High-end GPUs are still brutally expensive. Market snapshots put an H100-class card roughly in the $30,000 to $40,000 range, which on paper means $9 billion could buy something like 225,000 to 300,000 cards before you even count racks, servers and buildings, per pricing analysis. In reality, the government says it will target Grace Blackwell superchip systems, GB200 and other GB-class modules sold as liquid-cooled, rack-scale systems that carry much higher system-level prices and infrastructure needs, according to GMI Cloud. In other words, the headline $9 billion buys a lot more concrete, copper and coolant than raw silicon.

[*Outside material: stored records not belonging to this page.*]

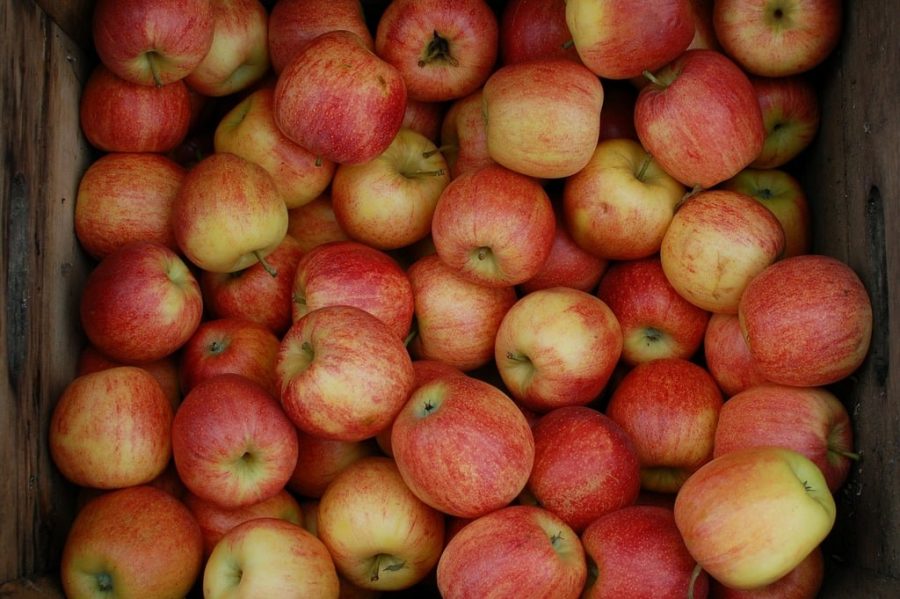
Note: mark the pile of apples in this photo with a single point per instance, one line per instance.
(473, 299)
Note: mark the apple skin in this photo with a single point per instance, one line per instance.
(780, 39)
(717, 242)
(807, 321)
(444, 49)
(343, 374)
(111, 429)
(366, 99)
(119, 116)
(138, 542)
(511, 549)
(751, 516)
(152, 42)
(270, 557)
(638, 552)
(462, 446)
(380, 535)
(141, 303)
(585, 465)
(542, 117)
(232, 443)
(701, 119)
(493, 226)
(669, 409)
(656, 321)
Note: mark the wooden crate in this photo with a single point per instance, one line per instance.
(852, 175)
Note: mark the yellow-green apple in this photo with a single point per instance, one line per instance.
(232, 443)
(445, 49)
(234, 345)
(619, 206)
(585, 465)
(777, 39)
(254, 294)
(343, 374)
(700, 119)
(215, 520)
(111, 429)
(270, 557)
(782, 194)
(228, 214)
(637, 552)
(494, 226)
(380, 535)
(456, 320)
(620, 39)
(656, 321)
(126, 197)
(140, 303)
(790, 109)
(751, 516)
(669, 409)
(542, 117)
(364, 95)
(294, 23)
(557, 347)
(717, 242)
(152, 42)
(119, 116)
(239, 54)
(514, 550)
(462, 446)
(807, 320)
(809, 420)
(135, 542)
(249, 131)
(351, 273)
(727, 356)
(388, 202)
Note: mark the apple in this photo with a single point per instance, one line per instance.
(380, 535)
(777, 39)
(456, 319)
(120, 116)
(619, 206)
(388, 202)
(669, 409)
(656, 321)
(510, 550)
(351, 273)
(137, 542)
(717, 242)
(751, 516)
(232, 443)
(343, 374)
(807, 321)
(228, 214)
(249, 131)
(542, 117)
(111, 429)
(270, 557)
(141, 303)
(462, 446)
(700, 118)
(809, 420)
(557, 347)
(585, 465)
(637, 551)
(494, 226)
(621, 39)
(152, 42)
(366, 99)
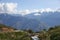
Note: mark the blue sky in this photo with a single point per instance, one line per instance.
(34, 4)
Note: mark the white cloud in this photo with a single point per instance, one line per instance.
(1, 7)
(11, 7)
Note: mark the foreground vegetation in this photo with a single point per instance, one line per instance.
(52, 34)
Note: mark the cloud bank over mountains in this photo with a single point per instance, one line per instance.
(11, 8)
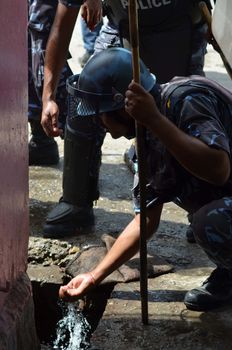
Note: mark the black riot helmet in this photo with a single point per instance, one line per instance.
(102, 84)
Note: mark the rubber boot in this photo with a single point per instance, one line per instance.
(82, 158)
(43, 150)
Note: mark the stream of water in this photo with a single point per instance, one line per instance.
(72, 331)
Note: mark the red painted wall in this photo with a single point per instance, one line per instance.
(14, 227)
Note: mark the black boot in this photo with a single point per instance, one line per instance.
(82, 156)
(43, 150)
(190, 234)
(215, 291)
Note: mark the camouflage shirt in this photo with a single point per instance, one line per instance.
(200, 113)
(71, 3)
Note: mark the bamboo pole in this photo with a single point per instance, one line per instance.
(140, 143)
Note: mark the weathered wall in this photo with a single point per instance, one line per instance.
(13, 141)
(17, 327)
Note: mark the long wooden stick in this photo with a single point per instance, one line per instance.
(140, 140)
(208, 18)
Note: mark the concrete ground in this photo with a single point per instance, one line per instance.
(171, 325)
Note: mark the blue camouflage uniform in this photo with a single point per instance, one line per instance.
(167, 181)
(41, 17)
(166, 30)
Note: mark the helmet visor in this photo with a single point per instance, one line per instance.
(82, 103)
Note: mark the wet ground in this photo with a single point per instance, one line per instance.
(171, 325)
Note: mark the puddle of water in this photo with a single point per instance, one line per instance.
(73, 330)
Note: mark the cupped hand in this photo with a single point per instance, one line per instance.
(91, 11)
(77, 287)
(49, 119)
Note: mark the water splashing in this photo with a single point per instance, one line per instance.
(72, 330)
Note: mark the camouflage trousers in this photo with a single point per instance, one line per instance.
(212, 225)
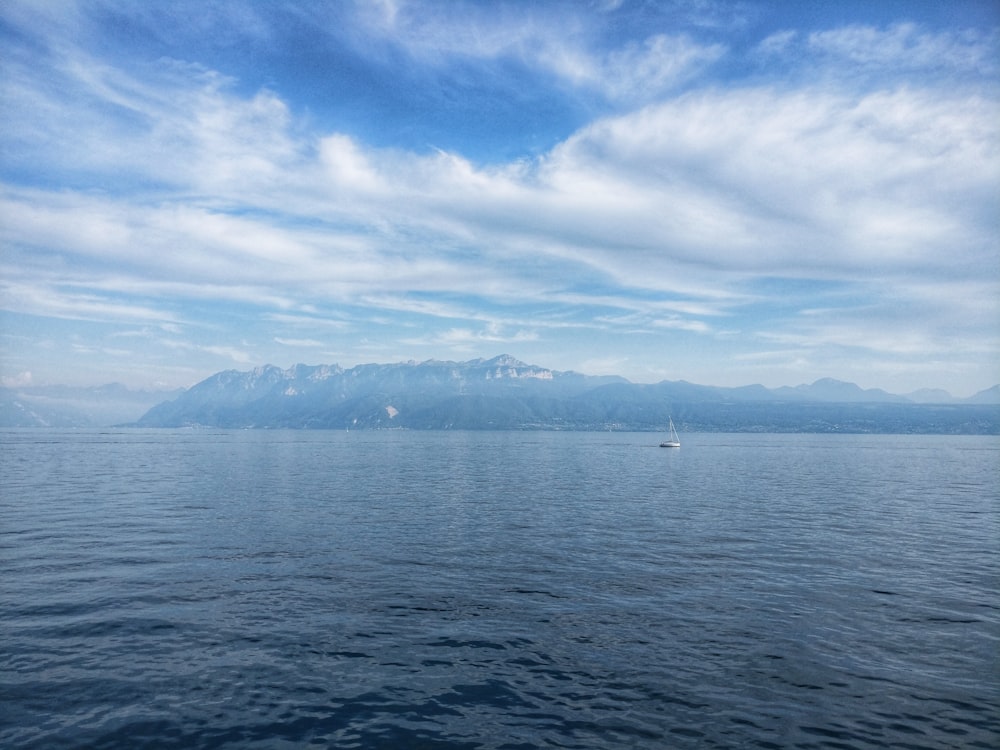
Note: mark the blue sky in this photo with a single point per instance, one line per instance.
(722, 192)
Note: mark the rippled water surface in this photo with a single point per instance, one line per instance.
(258, 589)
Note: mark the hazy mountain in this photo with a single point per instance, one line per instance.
(504, 393)
(989, 396)
(66, 406)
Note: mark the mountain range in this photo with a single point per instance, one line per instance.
(498, 393)
(505, 393)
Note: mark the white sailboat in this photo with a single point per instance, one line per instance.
(672, 441)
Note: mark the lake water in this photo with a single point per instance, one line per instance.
(282, 589)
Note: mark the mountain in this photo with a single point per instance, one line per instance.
(828, 389)
(67, 406)
(505, 393)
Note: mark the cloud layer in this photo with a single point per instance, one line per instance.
(786, 221)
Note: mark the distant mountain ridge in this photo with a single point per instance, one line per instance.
(506, 393)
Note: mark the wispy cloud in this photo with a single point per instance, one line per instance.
(169, 192)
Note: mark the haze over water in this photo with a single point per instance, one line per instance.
(234, 589)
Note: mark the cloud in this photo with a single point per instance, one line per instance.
(906, 45)
(150, 192)
(299, 343)
(21, 380)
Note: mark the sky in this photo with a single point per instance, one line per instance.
(721, 192)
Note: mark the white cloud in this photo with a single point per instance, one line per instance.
(299, 343)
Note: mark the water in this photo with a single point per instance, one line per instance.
(205, 589)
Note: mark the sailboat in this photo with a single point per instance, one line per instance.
(672, 440)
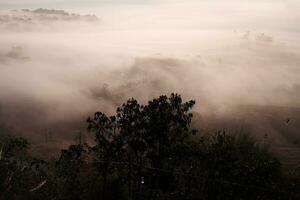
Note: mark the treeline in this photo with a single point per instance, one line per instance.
(147, 152)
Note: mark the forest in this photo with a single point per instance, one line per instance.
(149, 152)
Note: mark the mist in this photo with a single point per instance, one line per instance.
(57, 68)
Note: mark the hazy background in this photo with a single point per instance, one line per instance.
(238, 59)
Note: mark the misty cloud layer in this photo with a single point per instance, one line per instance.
(59, 67)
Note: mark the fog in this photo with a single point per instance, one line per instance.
(58, 67)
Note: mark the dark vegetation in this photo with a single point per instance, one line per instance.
(147, 152)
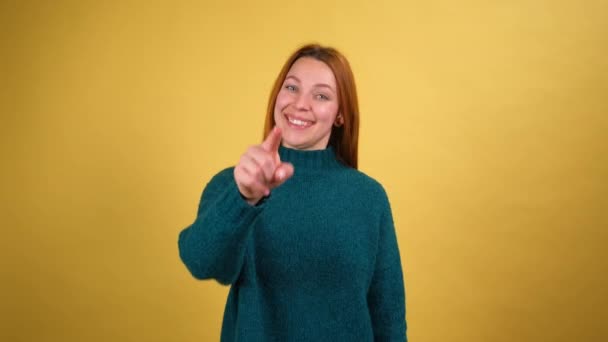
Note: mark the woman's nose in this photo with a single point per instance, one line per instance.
(302, 102)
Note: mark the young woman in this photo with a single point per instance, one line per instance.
(305, 240)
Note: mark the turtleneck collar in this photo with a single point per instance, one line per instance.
(315, 159)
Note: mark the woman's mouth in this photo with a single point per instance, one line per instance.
(298, 122)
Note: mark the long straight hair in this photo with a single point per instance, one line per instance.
(345, 138)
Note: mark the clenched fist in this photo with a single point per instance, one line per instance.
(260, 169)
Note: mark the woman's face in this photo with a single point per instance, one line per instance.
(307, 105)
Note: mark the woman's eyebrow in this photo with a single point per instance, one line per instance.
(318, 85)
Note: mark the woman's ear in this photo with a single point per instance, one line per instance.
(339, 120)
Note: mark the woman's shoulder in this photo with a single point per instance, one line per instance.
(365, 182)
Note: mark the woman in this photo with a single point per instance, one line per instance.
(305, 240)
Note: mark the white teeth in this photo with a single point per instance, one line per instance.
(299, 122)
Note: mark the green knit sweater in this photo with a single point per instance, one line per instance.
(316, 261)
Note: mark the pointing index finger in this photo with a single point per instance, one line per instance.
(273, 140)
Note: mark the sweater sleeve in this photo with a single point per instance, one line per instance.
(213, 247)
(386, 296)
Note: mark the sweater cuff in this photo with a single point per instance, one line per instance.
(234, 207)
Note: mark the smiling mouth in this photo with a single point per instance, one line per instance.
(299, 123)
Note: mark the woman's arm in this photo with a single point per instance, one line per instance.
(213, 247)
(386, 296)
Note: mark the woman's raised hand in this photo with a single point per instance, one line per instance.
(260, 169)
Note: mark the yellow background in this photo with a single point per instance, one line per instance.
(485, 121)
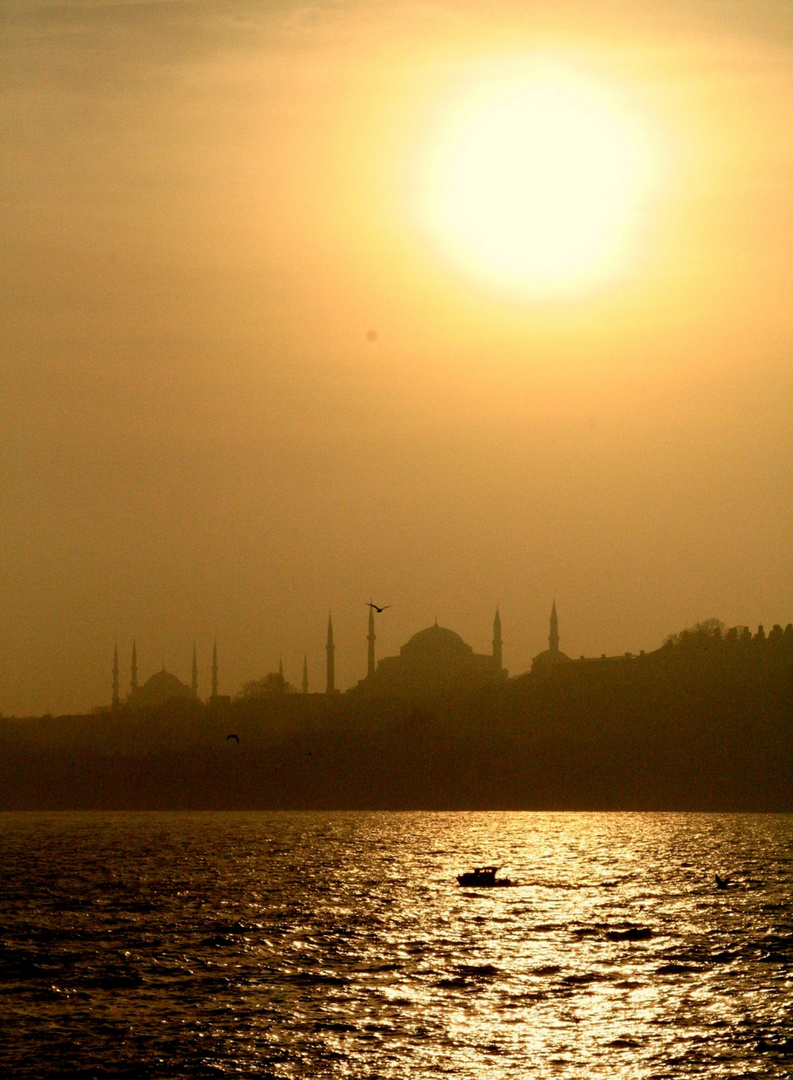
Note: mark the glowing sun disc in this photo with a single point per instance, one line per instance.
(536, 185)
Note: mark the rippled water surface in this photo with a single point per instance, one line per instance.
(340, 945)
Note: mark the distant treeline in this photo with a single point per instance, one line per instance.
(706, 723)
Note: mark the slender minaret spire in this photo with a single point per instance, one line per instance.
(214, 670)
(371, 639)
(553, 637)
(331, 649)
(116, 699)
(497, 644)
(133, 680)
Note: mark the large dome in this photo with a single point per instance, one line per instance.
(160, 688)
(434, 642)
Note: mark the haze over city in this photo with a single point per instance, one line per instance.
(272, 345)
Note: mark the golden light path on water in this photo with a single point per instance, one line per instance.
(339, 945)
(537, 178)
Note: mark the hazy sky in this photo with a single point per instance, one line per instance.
(209, 211)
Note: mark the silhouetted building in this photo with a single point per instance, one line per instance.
(434, 661)
(160, 688)
(552, 655)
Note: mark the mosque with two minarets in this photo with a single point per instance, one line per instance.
(435, 661)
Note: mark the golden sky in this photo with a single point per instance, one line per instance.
(246, 379)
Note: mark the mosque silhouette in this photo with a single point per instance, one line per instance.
(434, 661)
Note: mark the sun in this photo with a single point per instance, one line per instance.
(536, 185)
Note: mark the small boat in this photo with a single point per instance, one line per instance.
(483, 877)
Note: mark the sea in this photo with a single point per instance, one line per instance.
(283, 945)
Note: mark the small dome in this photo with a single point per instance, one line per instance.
(549, 659)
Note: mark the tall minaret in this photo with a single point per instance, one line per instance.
(371, 639)
(497, 643)
(330, 649)
(214, 670)
(116, 699)
(553, 637)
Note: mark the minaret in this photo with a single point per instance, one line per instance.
(497, 643)
(116, 699)
(193, 680)
(214, 670)
(553, 637)
(330, 649)
(371, 639)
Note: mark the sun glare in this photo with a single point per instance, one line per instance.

Who Wins and Who Scrambles

Analysts say the purchase will reinforce Nvidia’s central grip on the AI supply chain and give the company a durable, government-backed customer at a time when demand already outstrips supply. Market research estimates put Nvidia’s share of the merchant AI-accelerator market somewhere in the 70 to 90 percent range. Celadon Research notes that Nvidia’s scale and entrenched software ecosystem make it hard to dislodge in the short term.

Rivals such as AMD are pushing MI300-class accelerators and expanding partnerships, but AMD’s roadmap and vendor deployments still trail the software and systems ecosystem Nvidia has built, according to AMD’s own announcements.

What Comes Next In Washington

Even with internal approval in hand, officials warn that actual purchases and deployments will be throttled by contracting hoops, congressional authorization and the long lead times for data center power and cooling. Reporting shows the White House has already reprogrammed about $800 million to speed early buys while Congress weighs formal authorization, The Philadelphia Inquirer reports. That early money may cover prototype systems and the hardest facility upgrades, but analysts note that large-scale, classified Blackwell deployments will still take months to years to fully stand up.

Legal And Policy Headaches

The plan also drags long-running legal and procurement fights back into the spotlight. Coverage indicates the administration negotiated a limited deal to keep Anthropic accessible to some agencies, with a carve-out that prevents use on Americans’ data, a compromise born of earlier clashes between the Pentagon and private labs. Defense and intelligence coverage has tracked that friction and warned that procurement language, data-use restrictions and supply-risk designations will shape which models and vendors the government can tap, and where those models are allowed to run, Techstrong.ai reports.

The authorization is a clear sign that Washington now treats compute as a national security asset, but it is only a first step. Buying racks is the easy part. Turning them into secure, well-governed, mission-ready AI platforms will take people, contracts and bureaucratic rewiring that are a lot messier than signing a purchase order.